London-listed oil company Bahamas Petroleum Company (BPC) has further pushed back the drilling of its first exploration well in The Bahamas, the Perseverance #1.

BPC said on Wednesday that the delay was a result of the “massive, unprecedented, and adverse impact of the spread of the COVID-19 virus.”

According to the company, drilling operations planned for the May/June 2020 timeframe can no longer be assured and are rescheduled to October 2020 onwards.

Cost-effective drilling can best be delivered by ensuring continuous operations throughout the entire period of the 45 – 60 day drill plan uninterrupted.

National and regional shutdowns are impacting the ability of drilling rigs and other mission-critical equipment to get properly prepared and certified for drilling due to travel bans and border closures.
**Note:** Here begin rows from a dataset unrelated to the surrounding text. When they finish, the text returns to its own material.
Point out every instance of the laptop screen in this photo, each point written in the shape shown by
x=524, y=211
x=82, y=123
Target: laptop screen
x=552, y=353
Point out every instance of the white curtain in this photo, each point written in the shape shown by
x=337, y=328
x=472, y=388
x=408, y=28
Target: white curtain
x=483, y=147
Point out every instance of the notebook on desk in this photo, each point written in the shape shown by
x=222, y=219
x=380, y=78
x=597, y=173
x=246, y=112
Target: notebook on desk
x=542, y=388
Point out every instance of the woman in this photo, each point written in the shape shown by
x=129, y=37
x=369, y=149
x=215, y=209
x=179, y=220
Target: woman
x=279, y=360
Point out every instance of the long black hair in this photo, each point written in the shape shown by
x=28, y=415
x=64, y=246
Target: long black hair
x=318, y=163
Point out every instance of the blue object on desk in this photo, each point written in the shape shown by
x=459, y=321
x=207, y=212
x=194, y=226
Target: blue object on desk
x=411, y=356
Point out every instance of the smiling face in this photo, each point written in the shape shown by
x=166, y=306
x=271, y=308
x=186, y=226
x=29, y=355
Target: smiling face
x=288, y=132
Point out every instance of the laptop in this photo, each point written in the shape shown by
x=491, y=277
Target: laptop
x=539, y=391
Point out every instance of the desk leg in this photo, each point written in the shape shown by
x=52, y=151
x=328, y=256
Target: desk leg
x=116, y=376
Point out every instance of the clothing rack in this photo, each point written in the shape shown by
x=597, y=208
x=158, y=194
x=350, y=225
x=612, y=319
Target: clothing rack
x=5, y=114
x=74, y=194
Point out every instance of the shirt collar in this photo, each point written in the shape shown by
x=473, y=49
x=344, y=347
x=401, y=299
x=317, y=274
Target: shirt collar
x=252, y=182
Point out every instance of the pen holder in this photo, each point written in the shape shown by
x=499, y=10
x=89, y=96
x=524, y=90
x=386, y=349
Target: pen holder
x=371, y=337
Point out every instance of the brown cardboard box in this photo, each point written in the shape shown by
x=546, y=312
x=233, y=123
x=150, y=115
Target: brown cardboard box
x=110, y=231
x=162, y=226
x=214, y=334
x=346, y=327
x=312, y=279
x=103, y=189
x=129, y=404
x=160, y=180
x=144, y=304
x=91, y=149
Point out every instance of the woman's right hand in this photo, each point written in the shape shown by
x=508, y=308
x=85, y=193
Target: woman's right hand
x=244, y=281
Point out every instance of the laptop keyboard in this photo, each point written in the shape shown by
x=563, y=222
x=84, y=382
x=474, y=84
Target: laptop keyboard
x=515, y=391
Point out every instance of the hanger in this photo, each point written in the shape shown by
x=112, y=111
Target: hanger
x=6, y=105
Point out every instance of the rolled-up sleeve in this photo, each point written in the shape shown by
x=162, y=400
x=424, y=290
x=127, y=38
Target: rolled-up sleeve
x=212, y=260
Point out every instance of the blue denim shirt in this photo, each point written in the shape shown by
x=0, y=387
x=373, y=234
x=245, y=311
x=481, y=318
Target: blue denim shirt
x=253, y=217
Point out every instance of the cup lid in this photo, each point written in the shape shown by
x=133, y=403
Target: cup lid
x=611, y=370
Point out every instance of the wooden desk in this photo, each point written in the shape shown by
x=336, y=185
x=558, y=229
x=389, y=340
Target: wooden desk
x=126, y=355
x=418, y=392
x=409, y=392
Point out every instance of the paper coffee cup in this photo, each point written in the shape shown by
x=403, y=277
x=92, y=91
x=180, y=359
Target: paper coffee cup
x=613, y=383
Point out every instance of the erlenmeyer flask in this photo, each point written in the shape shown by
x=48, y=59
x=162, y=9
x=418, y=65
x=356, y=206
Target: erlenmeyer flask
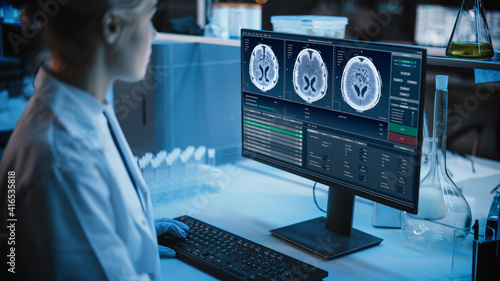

Also, The Bahamas declared a state of emergency with a curfew in place on March 17.

This is further compounded given the need to take into account the timing of the traditional hurricane season in The Bahamas which happens between July and mid-October.

“The Board has thus concluded that if the company was to continue to seek to commence drilling in the first half of 2020, there would be an unacceptable level of risk to the company’s ability to operate continuously, responsibly, safely, and within currently established guidelines, timelines and, as a consequence, budgets.

“Accordingly, the company has determined to postpone drilling operations until mid-October 2020 onwards, being after the expected peak in the COVID-19 response, and also after the peak risk period for hurricanes in The Bahamas,” BPC stated.

BPC added that the impact of the response to the spread of the coronavirus, both globally and in The Bahamas, also constituted a force majeure event under the terms of the company’s licenses. Due to that fact, BPC expects to receive a corresponding extension to the current term of the licenses from the Government of The Bahamas.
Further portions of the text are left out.